Frederick M. Brown/Getty Images Entertainment/Getty Images

'Dirty John's Kevin Zegers Explains Why His Twin Daughters Call Him An Alcoholic

Many parents out there struggle with addiction issues, including Dirty John star Kevin Zegers. Recently, Zegers came under fire because he shared a video of his twin 3-year-old daughters referring to him as an alcoholic. Although this move might seem unorthodox to some, there's an important reason why Kevin Zegers' daughters call him an alcoholic.

For those who aren't already familiar with Zegers' work, he played Toby in Bravo's Dirty John. He also starred in the Air Bud movies and Fear The Walking Dead, among other projects.

As for Zegers' bout with alcoholism? That happened shortly after he moved to Los Angeles from Canada when he was 17 years old.

“I was very uncomfortable around large groups of people. I didn’t deal well with stress, I didn’t deal well with traveling, I didn’t deal well with relationships, and so I found that alcohol was an easy way for me to make all of that okay for a while," he told Flaunt magazine in September 2013, just two years after he got sober.

If Zegers seems very open about his struggle, it's because he is. The dad is so honest, in fact, that he has taught his 3-year-old daughters — Blake and Zoe — to call him an alcoholic.

Zegers shared evidence of this on Wednesday, via an Instagram video of his wife, Jaime Feld, asking his daughters what their dad is. Feld then reminds the girls that Zegers is away an at Alcoholics Anonymous meeting.

Learning ’em young. #aameeting,” Zegers captioned the post.
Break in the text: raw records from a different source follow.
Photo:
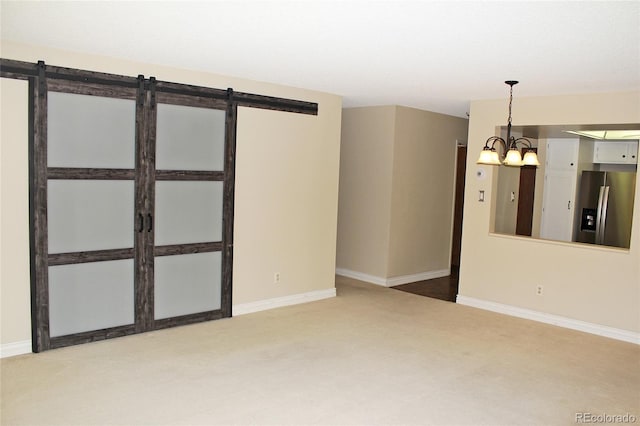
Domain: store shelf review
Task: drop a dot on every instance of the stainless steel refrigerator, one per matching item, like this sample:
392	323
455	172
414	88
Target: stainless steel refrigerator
605	206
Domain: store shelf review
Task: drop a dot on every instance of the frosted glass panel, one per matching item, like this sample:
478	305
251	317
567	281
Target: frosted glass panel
88	215
189	138
90	296
187	284
188	212
90	131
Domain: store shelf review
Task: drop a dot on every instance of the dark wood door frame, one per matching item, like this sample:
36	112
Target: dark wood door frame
461	166
146	92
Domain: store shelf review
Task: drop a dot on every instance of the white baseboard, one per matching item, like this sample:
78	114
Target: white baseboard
278	302
393	281
15	348
587	327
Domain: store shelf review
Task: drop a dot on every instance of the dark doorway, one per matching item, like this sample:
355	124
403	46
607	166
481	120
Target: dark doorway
446	288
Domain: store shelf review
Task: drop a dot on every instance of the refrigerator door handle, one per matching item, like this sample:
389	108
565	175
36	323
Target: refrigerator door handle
605	207
599	215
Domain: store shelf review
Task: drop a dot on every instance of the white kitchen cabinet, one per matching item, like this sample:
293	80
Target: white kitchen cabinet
560	180
562	154
616	152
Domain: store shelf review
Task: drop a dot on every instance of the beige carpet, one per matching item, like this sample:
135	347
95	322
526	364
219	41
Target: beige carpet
369	356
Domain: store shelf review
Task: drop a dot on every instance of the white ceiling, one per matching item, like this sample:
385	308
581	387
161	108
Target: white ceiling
430	55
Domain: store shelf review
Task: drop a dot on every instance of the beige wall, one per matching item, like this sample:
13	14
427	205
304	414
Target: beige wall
366	167
423	190
593	284
286	195
396	191
15	314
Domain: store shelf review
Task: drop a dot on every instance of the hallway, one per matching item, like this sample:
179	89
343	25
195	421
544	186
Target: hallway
444	288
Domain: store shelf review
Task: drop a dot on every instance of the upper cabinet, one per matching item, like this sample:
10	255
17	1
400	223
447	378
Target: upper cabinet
562	154
616	152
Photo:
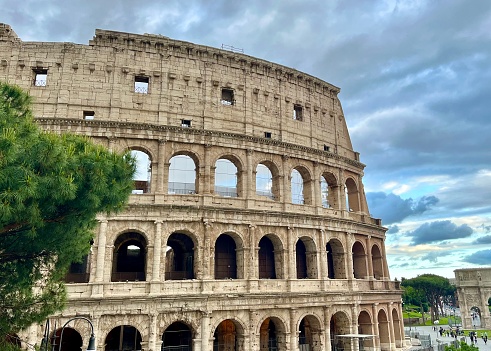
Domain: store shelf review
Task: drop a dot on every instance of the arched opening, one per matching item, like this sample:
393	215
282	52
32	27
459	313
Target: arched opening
129	258
177	336
396	320
301	256
306	258
309	337
267	264
475	316
297	188
336	262
377	263
359	261
365	327
225	258
228	336
143	173
266	181
78	272
329	197
13	339
383	329
182	175
340	325
70	340
225	178
123	337
179	258
352	196
271	335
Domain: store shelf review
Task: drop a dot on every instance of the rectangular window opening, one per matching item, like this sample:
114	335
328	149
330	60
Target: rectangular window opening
227	97
40	77
89	115
297	112
141	84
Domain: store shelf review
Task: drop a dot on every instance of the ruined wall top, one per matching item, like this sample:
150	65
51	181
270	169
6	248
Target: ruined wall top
158	43
7	33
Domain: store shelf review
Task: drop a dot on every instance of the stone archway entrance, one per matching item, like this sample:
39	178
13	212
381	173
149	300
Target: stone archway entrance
474	291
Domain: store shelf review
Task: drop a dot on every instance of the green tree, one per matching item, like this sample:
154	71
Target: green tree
435	288
51	189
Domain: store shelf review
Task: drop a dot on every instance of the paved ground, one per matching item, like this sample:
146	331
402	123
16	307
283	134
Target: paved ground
435	335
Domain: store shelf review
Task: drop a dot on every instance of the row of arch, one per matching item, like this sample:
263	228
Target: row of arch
273	334
181	261
228	178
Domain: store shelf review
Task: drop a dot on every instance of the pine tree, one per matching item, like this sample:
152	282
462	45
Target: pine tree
52	186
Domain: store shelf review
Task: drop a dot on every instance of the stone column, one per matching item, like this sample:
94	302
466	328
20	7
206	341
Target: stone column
384	261
390	322
152	332
286	193
322	258
157	253
161	167
294	332
206	182
206	338
369	256
349	255
290	252
376	341
316	188
206	259
101	251
250	189
327	324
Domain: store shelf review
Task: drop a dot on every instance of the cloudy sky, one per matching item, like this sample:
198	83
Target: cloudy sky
415	79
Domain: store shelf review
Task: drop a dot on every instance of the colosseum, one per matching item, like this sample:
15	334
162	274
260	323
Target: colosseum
248	227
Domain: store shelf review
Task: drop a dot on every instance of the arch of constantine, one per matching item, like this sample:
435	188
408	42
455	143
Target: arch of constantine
474	293
248	228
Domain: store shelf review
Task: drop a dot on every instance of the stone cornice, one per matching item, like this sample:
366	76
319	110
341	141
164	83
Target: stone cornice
218	134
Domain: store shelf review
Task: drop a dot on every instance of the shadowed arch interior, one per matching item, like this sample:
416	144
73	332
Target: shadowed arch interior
179	257
129	259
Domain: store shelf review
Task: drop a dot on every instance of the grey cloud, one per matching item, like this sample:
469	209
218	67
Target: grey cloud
438	231
432	257
482	257
484	240
393	229
393	209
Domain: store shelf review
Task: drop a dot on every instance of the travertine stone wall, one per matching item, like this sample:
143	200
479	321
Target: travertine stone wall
346	288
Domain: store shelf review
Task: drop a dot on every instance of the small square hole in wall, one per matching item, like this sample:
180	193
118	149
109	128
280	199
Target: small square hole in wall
227	97
141	84
89	115
297	112
40	77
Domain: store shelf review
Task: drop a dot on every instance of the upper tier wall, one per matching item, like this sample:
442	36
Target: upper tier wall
183	81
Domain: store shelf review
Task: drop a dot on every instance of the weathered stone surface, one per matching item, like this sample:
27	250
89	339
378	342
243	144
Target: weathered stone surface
166	98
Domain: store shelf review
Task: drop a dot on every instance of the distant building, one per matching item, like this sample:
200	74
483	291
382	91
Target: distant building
474	295
248	228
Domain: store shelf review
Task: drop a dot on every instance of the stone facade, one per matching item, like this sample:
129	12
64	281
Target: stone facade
473	292
250	230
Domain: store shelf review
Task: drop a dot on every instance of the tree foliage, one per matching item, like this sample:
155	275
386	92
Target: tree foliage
436	290
51	188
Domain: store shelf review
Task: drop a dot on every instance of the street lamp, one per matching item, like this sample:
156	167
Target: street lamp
91	346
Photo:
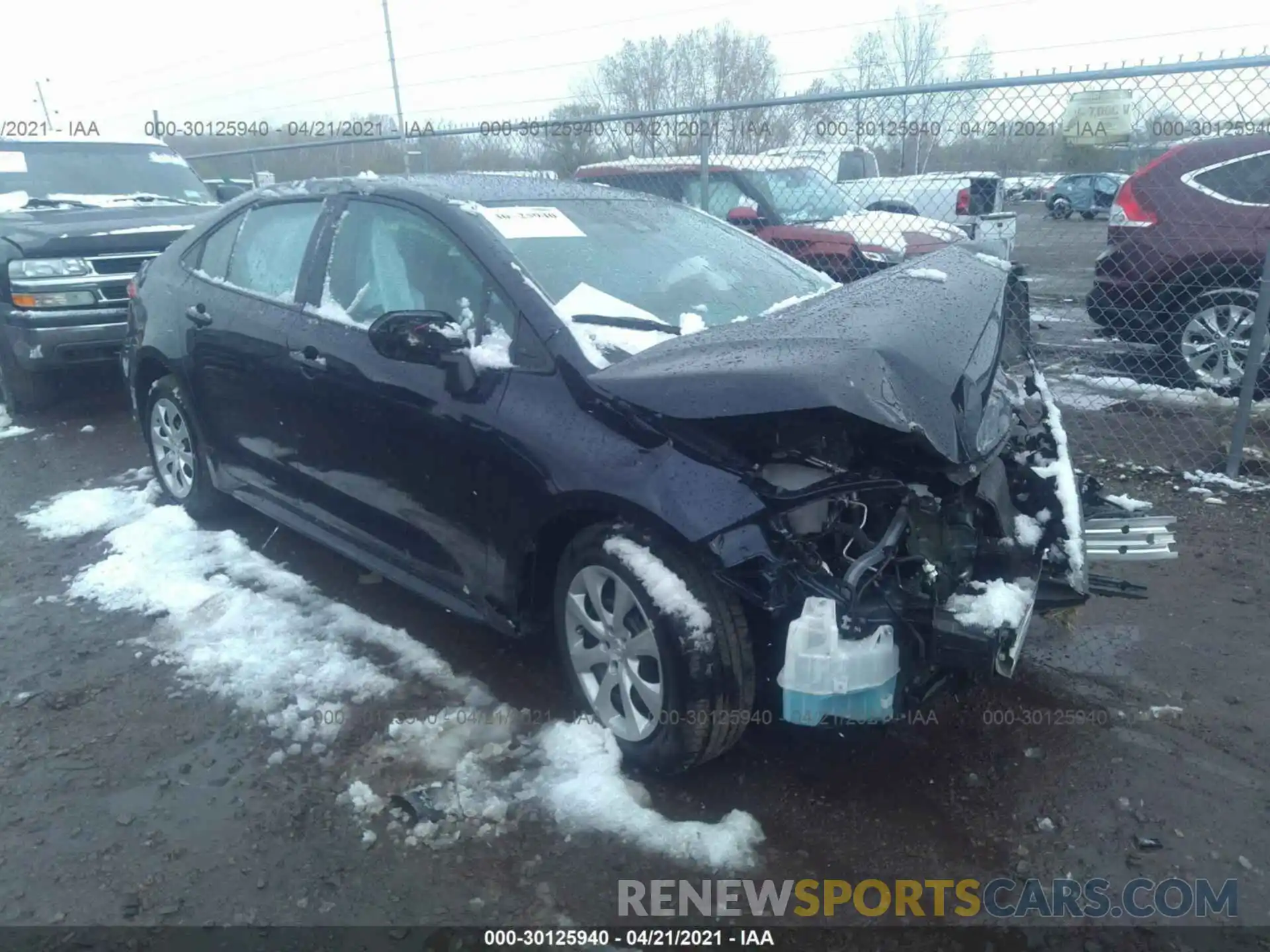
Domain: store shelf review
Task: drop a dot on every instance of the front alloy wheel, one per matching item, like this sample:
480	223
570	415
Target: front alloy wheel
614	653
673	694
1214	338
173	447
172	436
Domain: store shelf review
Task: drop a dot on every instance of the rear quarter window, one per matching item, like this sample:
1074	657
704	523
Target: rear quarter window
214	257
1245	180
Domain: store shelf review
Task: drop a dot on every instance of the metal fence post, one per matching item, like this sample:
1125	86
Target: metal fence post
704	141
1251	371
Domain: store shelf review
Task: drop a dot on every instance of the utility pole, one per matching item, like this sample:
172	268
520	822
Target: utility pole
44	106
397	89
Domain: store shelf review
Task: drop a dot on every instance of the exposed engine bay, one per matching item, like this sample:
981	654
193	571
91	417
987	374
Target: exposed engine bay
952	560
916	496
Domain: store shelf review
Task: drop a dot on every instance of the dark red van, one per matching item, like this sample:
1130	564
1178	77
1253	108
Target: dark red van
1187	243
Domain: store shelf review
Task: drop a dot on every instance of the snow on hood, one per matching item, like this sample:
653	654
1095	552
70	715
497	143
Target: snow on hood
13	201
168	159
596	339
887	229
116	201
143	230
912	356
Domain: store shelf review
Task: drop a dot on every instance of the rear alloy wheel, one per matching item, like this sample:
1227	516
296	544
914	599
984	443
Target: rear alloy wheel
175	450
1213	338
673	696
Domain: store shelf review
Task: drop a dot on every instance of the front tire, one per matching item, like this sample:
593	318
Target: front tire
179	461
675	696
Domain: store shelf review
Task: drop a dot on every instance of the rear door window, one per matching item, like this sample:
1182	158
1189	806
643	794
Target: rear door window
1246	180
271	249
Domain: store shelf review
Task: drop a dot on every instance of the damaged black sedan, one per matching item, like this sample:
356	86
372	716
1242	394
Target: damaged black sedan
727	488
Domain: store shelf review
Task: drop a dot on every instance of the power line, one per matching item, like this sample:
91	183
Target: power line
567	31
379	61
996	4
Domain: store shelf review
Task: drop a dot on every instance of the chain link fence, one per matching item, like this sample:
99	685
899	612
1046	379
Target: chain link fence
1133	202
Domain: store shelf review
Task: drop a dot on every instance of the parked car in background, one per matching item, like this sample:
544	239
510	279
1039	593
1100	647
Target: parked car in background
974	201
1031	188
1187	244
709	475
78	219
794	208
1087	196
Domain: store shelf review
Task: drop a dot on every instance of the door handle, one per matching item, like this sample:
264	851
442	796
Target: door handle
198	317
309	358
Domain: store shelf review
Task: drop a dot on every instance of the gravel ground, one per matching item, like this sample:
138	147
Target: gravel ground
135	800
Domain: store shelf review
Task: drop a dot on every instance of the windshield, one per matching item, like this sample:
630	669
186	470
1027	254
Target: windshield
804	194
97	173
654	262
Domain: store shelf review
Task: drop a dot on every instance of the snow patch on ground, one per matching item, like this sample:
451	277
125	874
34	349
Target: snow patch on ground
238	625
8	429
1221	479
995	262
583	786
667	589
1130	389
999	604
84	510
1128	504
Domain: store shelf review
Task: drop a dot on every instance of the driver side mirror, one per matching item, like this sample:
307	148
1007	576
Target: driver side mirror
429	338
747	219
417	337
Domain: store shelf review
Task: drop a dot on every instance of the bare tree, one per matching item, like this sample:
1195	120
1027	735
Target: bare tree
706	66
910	51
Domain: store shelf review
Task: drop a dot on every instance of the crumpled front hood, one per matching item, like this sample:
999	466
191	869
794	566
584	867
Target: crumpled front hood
902	349
52	233
897	233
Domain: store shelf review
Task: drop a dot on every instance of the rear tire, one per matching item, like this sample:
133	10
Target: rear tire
1208	331
26	390
701	687
175	452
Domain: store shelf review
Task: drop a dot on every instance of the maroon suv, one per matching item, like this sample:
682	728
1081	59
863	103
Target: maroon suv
1187	243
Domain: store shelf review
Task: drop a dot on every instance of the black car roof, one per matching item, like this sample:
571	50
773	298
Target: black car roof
461	187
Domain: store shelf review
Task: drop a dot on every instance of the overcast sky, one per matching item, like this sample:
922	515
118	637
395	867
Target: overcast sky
501	59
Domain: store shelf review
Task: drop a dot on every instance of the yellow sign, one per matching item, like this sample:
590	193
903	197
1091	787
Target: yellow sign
1099	118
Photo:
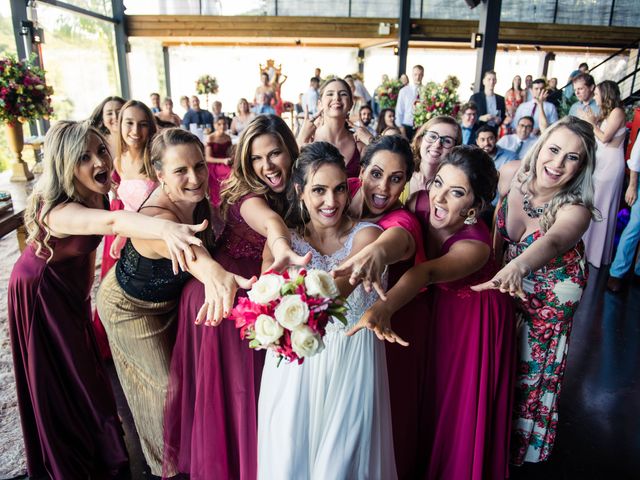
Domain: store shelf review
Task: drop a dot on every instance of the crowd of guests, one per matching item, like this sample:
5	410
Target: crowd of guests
461	244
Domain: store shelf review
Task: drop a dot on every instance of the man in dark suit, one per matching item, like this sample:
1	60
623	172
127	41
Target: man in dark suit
491	107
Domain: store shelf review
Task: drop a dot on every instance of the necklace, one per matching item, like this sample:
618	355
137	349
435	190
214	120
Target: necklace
530	210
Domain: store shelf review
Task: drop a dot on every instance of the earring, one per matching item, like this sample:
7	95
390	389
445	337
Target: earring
470	220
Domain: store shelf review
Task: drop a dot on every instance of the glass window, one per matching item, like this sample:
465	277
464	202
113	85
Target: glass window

Zegers received some backlash for the video, mostly from people who think kids are too young to comprehend the meaning of alcoholism.

One person commented:

Not sure what this is supposed to mean, teach kids what ... that it's okay/funny to be an alcoholic ... I am just confused with this message, I get letting your kids know things when they are young but maybe they are a wee bit too young to understand that this is something not to be positive about, yes, that he's going to meetings, that's good, but as a whole it's not a subject for kids to think is okay.

Someone else asked: "What the f—k is wrong with you guys??"

Another person chimed in: "They are children, they can't fully understand the situation."

Others, however, were inspired by the message.

"Love this," a supporter commented. "In my opinion, it’s better to be honest with kids rather than lie to them and even harder to try and correct that lie later on."

"Awww this reminds me of me when I was little. My daddy has been sober for over 15 years," another person wrote. "I used to go to AA meetings with him since I was 3 years old. My father broke the cycle with him. So I have to give you a high 5 and remember to take it one day at a time."

One fan commented:

My father was an alcoholic. I found out when i was 17. He went to rehab and now he has been sober for three years. I’m 25 now. I wish I had known how much he was struggling earlier on in my life. I think I would’ve sympathized with him more and maybe understood his intentions better. I think this is a powerful message and I would never want my dad to be ashamed of what he’s been through and how far he’s come.

Following the heated debate on his Instagram page, Zegers released a message on Thursday addressing the controversy.

“Some people seem to have taken issue with my previous post. Let me clarify. Being in recovery is a part of my life,” he said. “Being an ‘alcoholic’ doesn’t mean that I drink. Quite the contrary. When I’m not home for bedtime, my girls often insist on knowing where I am. Instead of lying to them, or projecting an archaic stigma, we choose to tell them the truth. ‘Daddy’s at a meeting.’”

He continued: “Our hope is that we teach our girls some empathy and understanding about addiction. That in spite of being an alcoholic they have a father who has chosen a healthy way to live. For 8 years, I’ve chosen to live a clean and sober life that involves much more than just not drinking.”

The note concluded: “I choose to share this because too many people, like some commenting below, want to shame people with addiction and mental health issues back into the shadows. My choice is to crack the window open so others can see what’s possible on the other side.”

Of course, Zegers' approach isn't for everyone. But I think many people can agree that it's refreshing to see a celebrity parent address addiction so openly.